Correcting and Preventing Unfairness in Machine Learning

Pre-processing, in-processing and post-processing methods and non-quantitative approaches

Published in

Towards Data Science

14 min readJun 6, 2022

Fairness in machine learning is a complicated issue. To make matters worse, the people responsible for building models do not necessarily have the skills to ensure they are fair. This is because the reasons for unfairness go beyond data and algorithms. This means solutions will also need to go beyond quantitative approaches.

To understand this we will start by discussing different quantitative approaches. We can divide these into pre-processing, in-processing and post-processing. We will focus on the limitations to understand why they may not be able to address unfairness. Ultimately, we need to consider fairness as a wider problem.

This is why we will move on to discuss non-quantitative approaches. They include not using or limiting the use of ML. Providing interpretations, explanations and the opportunity to challenge decisions is an important aspect. They also include addressing the root cause of unfairness, awareness of the problem and team diversity. To effectively address unfairness it will take a combination of quantitative and non-quantitative approaches.

Quantitative approaches

Quantitative approaches to fairness are where data scientists come in. They work by making adjustments to data used to train a model or to the algorithm that this trained. Looking at Figure 1, you can see that we can divide these into pre-processing, in-processing and post-processing approaches. This division depends on what stage during the model development they are applied.

Pre-processing

Unfair models can be a result of bias in data. Pre-processing methods try to remove bias in data before it is used to train models. The data is transformed and an algorithm is trained just as it would be on the original dataset. The hope is that the resulting model will be fair. That is even if it is less accurate.

One reason for an unfair model is that the target variable reflects historically unfair decisions. This is more common for subjective target variables. For example, sexist hiring practices may lead to a higher proportion of women being rejected for job applications. To address this, one pre-processing method is to swap the target variables of previous decisions. That is we relabel unfair hiring decisions to artificially increase the number of hired women in our dataset.

One issue is that changing target variables may not always be possible. Often a target variable is objective. For example, we can’t relabel previous loan defaults as non-defaults. It may also be difficult for some subjective target variables. This is because we may not have all the information available at the time the decision was made. For hiring decisions, we may have CVs. However, we may not have recorded interviews which are a large part of an application.

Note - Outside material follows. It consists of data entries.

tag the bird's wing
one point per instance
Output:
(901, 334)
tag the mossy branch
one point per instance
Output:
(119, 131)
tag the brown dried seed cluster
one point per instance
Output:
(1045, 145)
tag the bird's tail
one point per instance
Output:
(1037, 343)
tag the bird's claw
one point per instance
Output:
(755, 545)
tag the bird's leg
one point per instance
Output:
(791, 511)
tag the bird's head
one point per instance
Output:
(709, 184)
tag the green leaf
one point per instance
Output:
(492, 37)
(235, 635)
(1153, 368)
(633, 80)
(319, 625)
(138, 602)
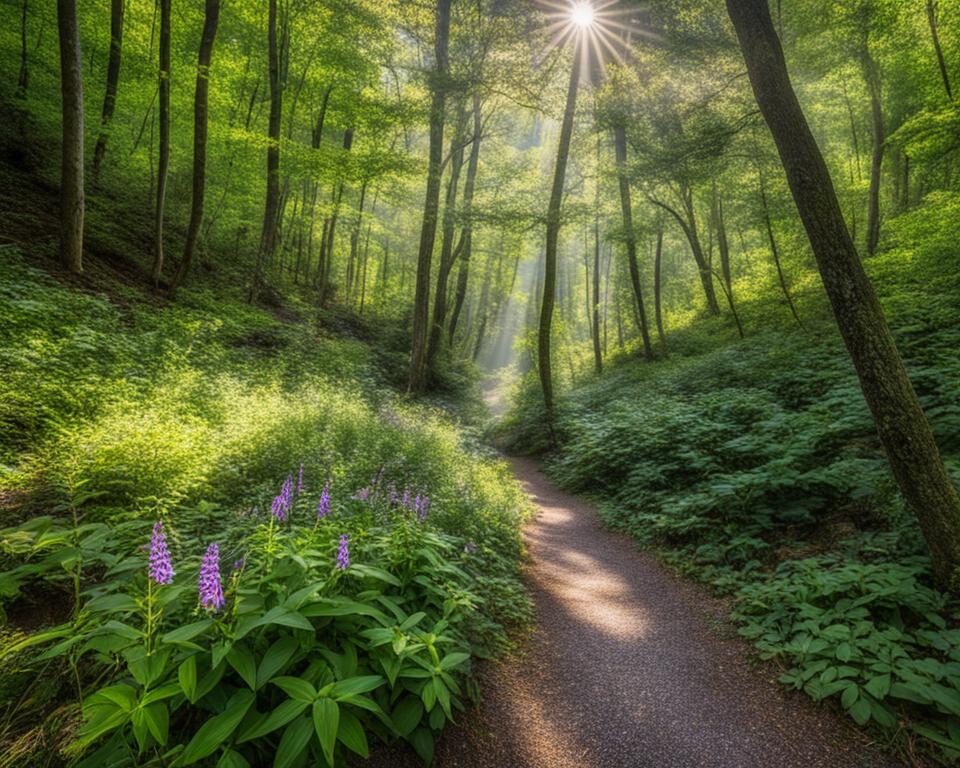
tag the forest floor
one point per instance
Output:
(628, 667)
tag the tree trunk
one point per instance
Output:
(211, 17)
(448, 255)
(597, 348)
(871, 74)
(901, 423)
(467, 251)
(689, 227)
(163, 163)
(71, 168)
(431, 205)
(271, 208)
(626, 206)
(658, 285)
(553, 234)
(113, 79)
(723, 245)
(775, 251)
(934, 34)
(23, 76)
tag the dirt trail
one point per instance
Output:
(627, 668)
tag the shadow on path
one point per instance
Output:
(624, 670)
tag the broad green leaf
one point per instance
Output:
(296, 688)
(293, 743)
(326, 722)
(352, 735)
(213, 733)
(241, 659)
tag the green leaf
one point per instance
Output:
(356, 685)
(278, 718)
(187, 633)
(326, 722)
(407, 715)
(296, 688)
(187, 675)
(375, 573)
(232, 759)
(878, 687)
(275, 659)
(157, 718)
(241, 659)
(452, 660)
(293, 743)
(850, 695)
(352, 735)
(218, 729)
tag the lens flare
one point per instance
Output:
(582, 15)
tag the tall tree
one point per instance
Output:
(207, 36)
(901, 423)
(271, 207)
(71, 167)
(113, 80)
(164, 160)
(431, 205)
(630, 235)
(553, 229)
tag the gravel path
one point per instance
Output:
(628, 667)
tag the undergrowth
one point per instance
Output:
(118, 413)
(754, 466)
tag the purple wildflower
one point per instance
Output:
(284, 500)
(421, 504)
(210, 587)
(161, 569)
(343, 553)
(323, 508)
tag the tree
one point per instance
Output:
(113, 80)
(553, 229)
(900, 421)
(431, 205)
(271, 207)
(71, 168)
(210, 19)
(164, 161)
(630, 236)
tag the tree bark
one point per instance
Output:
(163, 163)
(431, 205)
(23, 76)
(553, 234)
(658, 285)
(113, 79)
(626, 206)
(466, 253)
(871, 74)
(448, 254)
(71, 168)
(901, 423)
(688, 224)
(271, 208)
(597, 349)
(938, 49)
(726, 278)
(776, 251)
(207, 37)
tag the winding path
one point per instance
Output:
(629, 667)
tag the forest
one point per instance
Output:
(469, 383)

Another reason for an unfair model is proxy variables. These are model features that are correlated or associated with protected variables. Where a protected variable represents a sensitive characteristic like race or gender. Other approaches look at “repairing” or removing bias from model features. These work by removing the association between the model features and protected variables.

An example of such an approach is disparate impact removal (DIR). Protected variables are typically divided into a privileged (e.g. male) and unprivileged (e.g. female) group. DIR works by modifying features so the distribution for the two groups becomes similar. For example, see Figure 2. Here the income distributions for males and females have been modified.

Disparate impact removal applied to the income distributions of male and female populations — Figure 2: example of disparate impact removal (source: author)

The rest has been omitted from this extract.